Il est très probable que peu nombreux seront ceux et celles qui croiront que la société anonyme Enedis qui vit de l’électricité qu’elle distribue pourrait chercher à nous faire faire des économies d’énergie.
Mais un autre argument du gestionnaire du réseau électrique semble avoir plus de succès. Pour justifier l’installation de compteurs communicants chez chacun de nous Enedis avance que ces appareils faciliteraient l’intégration des énergies renouvelables sur le réseau électrique.
Comment ça marche
Le pilotage automatisé de la consommation des foyers permet aux producteurs d’électricité de faire fonctionner leurs unités au maximum de leurs capacités en permanence et d’en limiter le nombre autant que possible. Cela assure un bien meilleur amortissement des installations et représente de substantielles économies d’investissement et de personnel. Mais cela impose que ce soit les usagers qui se plient aux volontés des producteurs : quand la production n’est pas suffisante des “effacements“ sont pratiqués (coupure des chauffages et/ou chauffe-eaux pendant un certain temps sur un territoire déterminé) ; quand la demande n’est pas suffisante des appareils sont mis en marche (recharge des batteries de véhicules électriques, …).
Jusqu’à présent c’était la production qui se pliait aux besoins des usagers en réduisant le débit d’eau sur les turbines des centrales hydroélectriques… Mais l’on sait qu’il est compliqué de ralentir une centrale nucléaire et les gouvernants n’ont pas l’intention de réduire la production nucléaire de l’électricité (bien au contraire, comme le prouve l’annonce récente de la construction de six réacteurs EPR).
Linky est donc un outil qui favorise d’abord l’atome et la croissance de la consommation d’électricité.
Il est vrai aussi que les producteurs d’électricité d’origine éolienne et solaire ont besoin d’une porte totalement ouverte pour envoyer leur électricité sur le réseau dans les périodes de production puisque celles-ci sont dépendantes du vent et de la lumière. Linky organise la consommation de cette énergie en intervenant sur nos installations électriques domestiques par télécommande. Mais nous parlons ici des grosses unités de production très centralisée qui ont le pouvoir d’imposer un tel fonctionnement. Ceux qui ont posé quelques panneaux photovoltaïques sur leur toit seront au contraire déconnectés du réseau dans les périodes de faible demande. Ils seront les variables d’ajustement de l’équilibre production/consommation. Linky permet cela et c’est pourquoi il est imposé d’abord aux producteurs en le présentant effectivement comme une interface indispensable.

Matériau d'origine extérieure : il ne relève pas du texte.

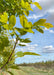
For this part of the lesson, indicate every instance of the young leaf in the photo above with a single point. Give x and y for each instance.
(31, 53)
(20, 54)
(40, 22)
(14, 67)
(10, 73)
(37, 4)
(4, 18)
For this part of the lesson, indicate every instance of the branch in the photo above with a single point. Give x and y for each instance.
(10, 55)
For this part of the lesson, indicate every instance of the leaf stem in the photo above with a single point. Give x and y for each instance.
(10, 55)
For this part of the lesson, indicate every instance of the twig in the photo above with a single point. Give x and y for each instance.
(10, 55)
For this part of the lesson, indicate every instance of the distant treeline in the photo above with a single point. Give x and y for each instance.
(47, 64)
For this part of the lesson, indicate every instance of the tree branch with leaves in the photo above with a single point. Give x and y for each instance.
(9, 11)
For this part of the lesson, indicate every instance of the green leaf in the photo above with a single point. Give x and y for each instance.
(31, 53)
(4, 18)
(20, 54)
(10, 73)
(14, 67)
(6, 26)
(25, 40)
(26, 12)
(40, 22)
(48, 25)
(29, 30)
(21, 45)
(21, 31)
(25, 23)
(40, 29)
(12, 21)
(37, 4)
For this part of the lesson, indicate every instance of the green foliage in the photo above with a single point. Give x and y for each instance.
(10, 73)
(37, 4)
(9, 11)
(21, 54)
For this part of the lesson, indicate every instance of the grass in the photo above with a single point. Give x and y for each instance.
(29, 69)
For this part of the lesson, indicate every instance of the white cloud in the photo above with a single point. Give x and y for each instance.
(48, 49)
(29, 47)
(51, 31)
(48, 7)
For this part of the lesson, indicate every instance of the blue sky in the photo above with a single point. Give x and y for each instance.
(41, 43)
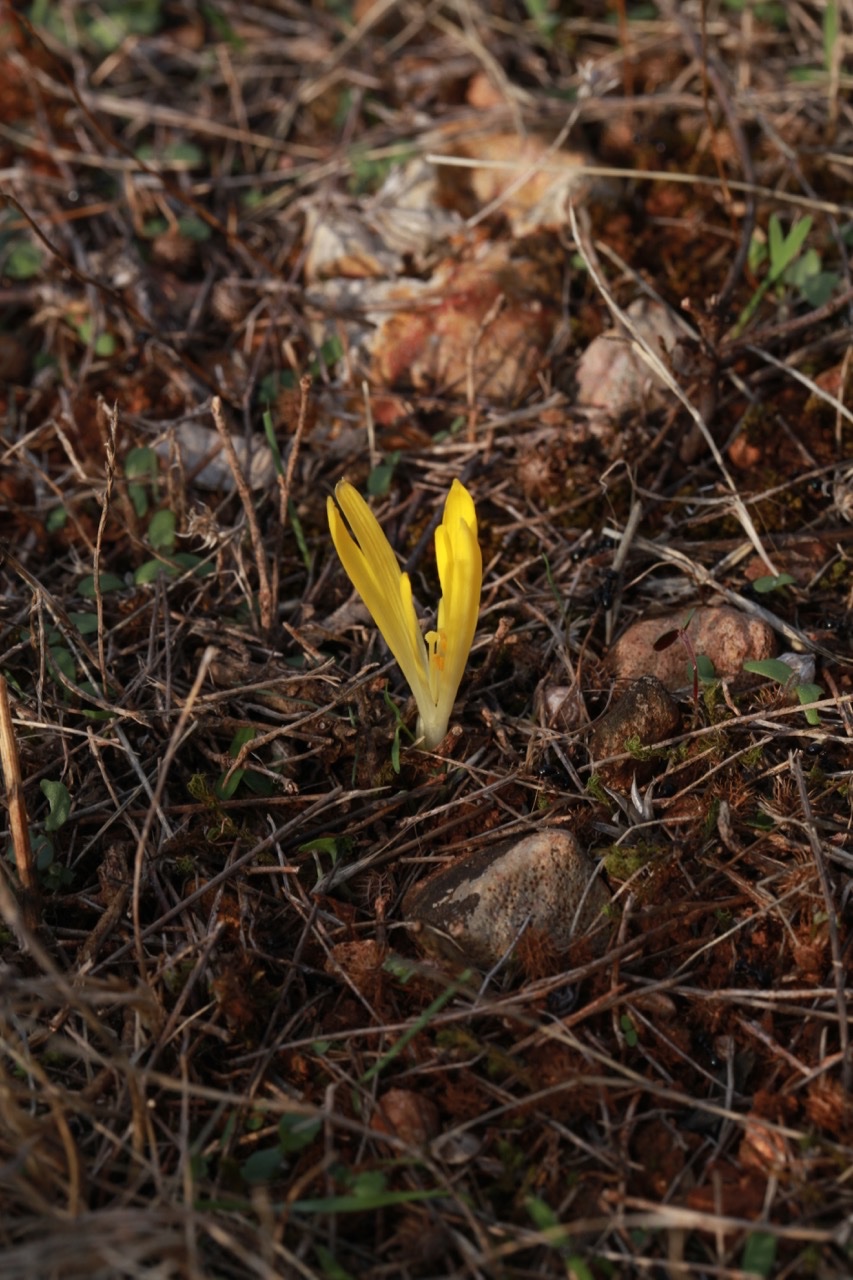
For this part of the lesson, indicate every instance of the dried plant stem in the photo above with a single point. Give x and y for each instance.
(831, 920)
(18, 827)
(264, 592)
(112, 424)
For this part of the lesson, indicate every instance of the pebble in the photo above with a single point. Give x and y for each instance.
(644, 712)
(721, 632)
(474, 910)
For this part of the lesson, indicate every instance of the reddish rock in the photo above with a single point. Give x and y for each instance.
(644, 713)
(475, 909)
(719, 631)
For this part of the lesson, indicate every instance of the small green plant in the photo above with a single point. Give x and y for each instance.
(788, 268)
(699, 667)
(141, 471)
(51, 874)
(772, 583)
(787, 675)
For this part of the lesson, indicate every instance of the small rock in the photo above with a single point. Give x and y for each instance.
(719, 631)
(612, 375)
(201, 444)
(561, 707)
(644, 712)
(411, 1116)
(474, 910)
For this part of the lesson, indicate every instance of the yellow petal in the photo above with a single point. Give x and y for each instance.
(460, 572)
(373, 570)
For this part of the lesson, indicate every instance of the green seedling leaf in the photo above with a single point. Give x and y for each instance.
(151, 570)
(194, 228)
(757, 255)
(771, 668)
(162, 531)
(23, 261)
(382, 475)
(240, 740)
(138, 496)
(810, 694)
(86, 686)
(86, 624)
(263, 1166)
(228, 784)
(269, 432)
(59, 800)
(830, 32)
(176, 155)
(327, 845)
(141, 464)
(771, 583)
(629, 1031)
(760, 1253)
(60, 661)
(56, 520)
(42, 851)
(361, 1203)
(542, 1215)
(295, 1133)
(188, 560)
(259, 784)
(105, 346)
(817, 289)
(329, 1265)
(785, 248)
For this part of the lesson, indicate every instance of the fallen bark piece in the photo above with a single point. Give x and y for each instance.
(717, 631)
(474, 910)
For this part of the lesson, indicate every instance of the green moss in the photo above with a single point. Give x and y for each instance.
(621, 862)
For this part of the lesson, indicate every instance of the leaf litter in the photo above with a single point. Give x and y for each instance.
(247, 251)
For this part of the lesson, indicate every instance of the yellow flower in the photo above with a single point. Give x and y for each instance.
(433, 664)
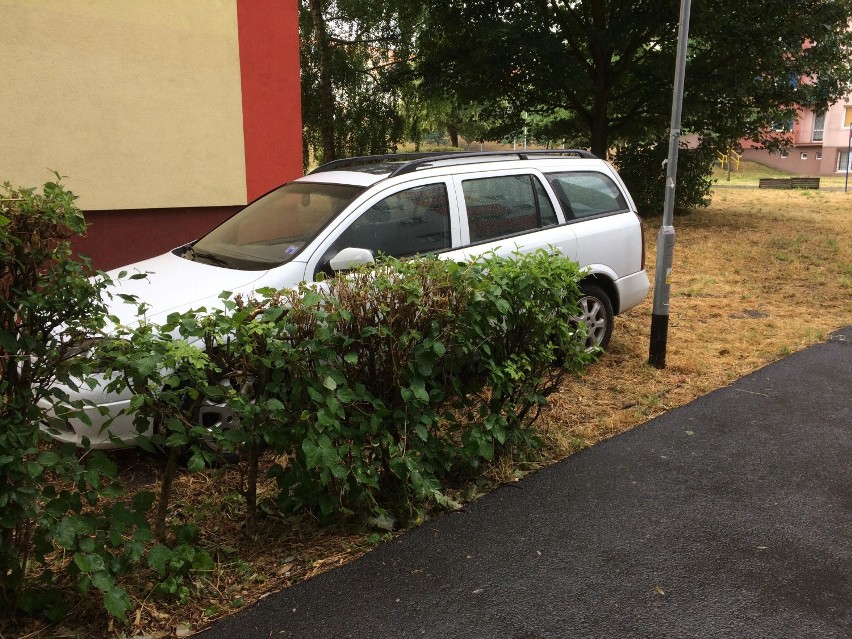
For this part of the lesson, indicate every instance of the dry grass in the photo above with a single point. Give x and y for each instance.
(757, 276)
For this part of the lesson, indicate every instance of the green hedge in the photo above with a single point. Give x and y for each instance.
(380, 388)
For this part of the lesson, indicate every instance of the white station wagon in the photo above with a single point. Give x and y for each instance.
(346, 212)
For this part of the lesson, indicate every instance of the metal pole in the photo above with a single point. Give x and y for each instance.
(848, 158)
(665, 238)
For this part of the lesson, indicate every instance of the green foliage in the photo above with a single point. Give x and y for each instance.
(50, 498)
(610, 64)
(354, 57)
(174, 566)
(643, 169)
(379, 388)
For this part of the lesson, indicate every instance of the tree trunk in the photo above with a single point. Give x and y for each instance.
(251, 489)
(599, 130)
(329, 151)
(166, 481)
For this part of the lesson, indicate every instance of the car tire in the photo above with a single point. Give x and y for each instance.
(596, 313)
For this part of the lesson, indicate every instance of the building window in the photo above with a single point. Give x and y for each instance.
(819, 126)
(784, 126)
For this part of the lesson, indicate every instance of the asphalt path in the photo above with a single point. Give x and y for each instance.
(728, 517)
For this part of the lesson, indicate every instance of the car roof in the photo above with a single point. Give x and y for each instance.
(368, 170)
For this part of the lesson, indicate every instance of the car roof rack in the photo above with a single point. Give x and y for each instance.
(410, 162)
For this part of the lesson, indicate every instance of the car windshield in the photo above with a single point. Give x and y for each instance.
(273, 229)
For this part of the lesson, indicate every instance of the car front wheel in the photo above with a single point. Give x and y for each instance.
(596, 314)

Le smart grid est un outil au service du marché
La multiplication des fournisseurs d’électricité et leur mise en concurrence est de toute évidence à l’origine du concept de réseau communicant. Il permet à chacun d’entre eux d’acheter au moins cher et de vendre au plus cher en fonction des fluctuations des prix sur le marché. Le désormais nommé “client“ devient le dindon de la farce et est soumis à des tarifs variables selon des facteurs qu’il lui sera impossible de comprendre. Ce marché étant international il convient de construire des lignes à très haute tension (THT) afin de faire cheminer ces flux dans tous les sens en fonction des cours de la bourse de l’énergie.
Le principe des effacements permet ainsi de délester une zone pour envoyer l’électricité là où son besoin pressant va surenchérir son prix (“loi“ de l’offre et de la demande).
Ces grands investissements (lignes THT, lignes sous-marines, réseaux intelligents, …) se réalisent au détriment de l’entretien et du renforcement des infrastructures qui nous amènent la houille blanche chez nous.
Par exemple : ces lignes couteuses et destructrices de l’environnement permettent à la France d’acheter de l’éolien à l’Espagne afin de respecter la part annoncée d’énergie renouvelable sans investir dans ce secteur et continuer au contraire à développer la production nucléaire qu’elle peut vendre à l’Espagne à bas prix.
Mais il y a peut-être plus grave encore
L’organisation centralisée et automatisée, pilotée par des programmes informatiques de la distribution de l’électricité a pour but d’effacer la présence humaine du domaine des décisions. Certains décideurs pensent que la volonté de l’homme faillible doit être remplacée par le calcul froid et précis. L’écologie est-elle compatible avec la fabrication d’un homme nouveau qui n’aurait plus besoin de la conscience de ses actes ?
Le projet Linky c’est : 35 millions de compteurs durables mis à la poubelle (au moins 60 ans pour un électromécanique) pour les remplacer par des objets numériques d’une durée de vie évaluée à 12 ans au plus = 5,7 milliards à payer par nous et 150 millions de bénéfice pour Enedis.
Si Linky est au service de la “transition énergétique“ nous pouvons affirmer que la “transition énergétique“ est anti-écologique.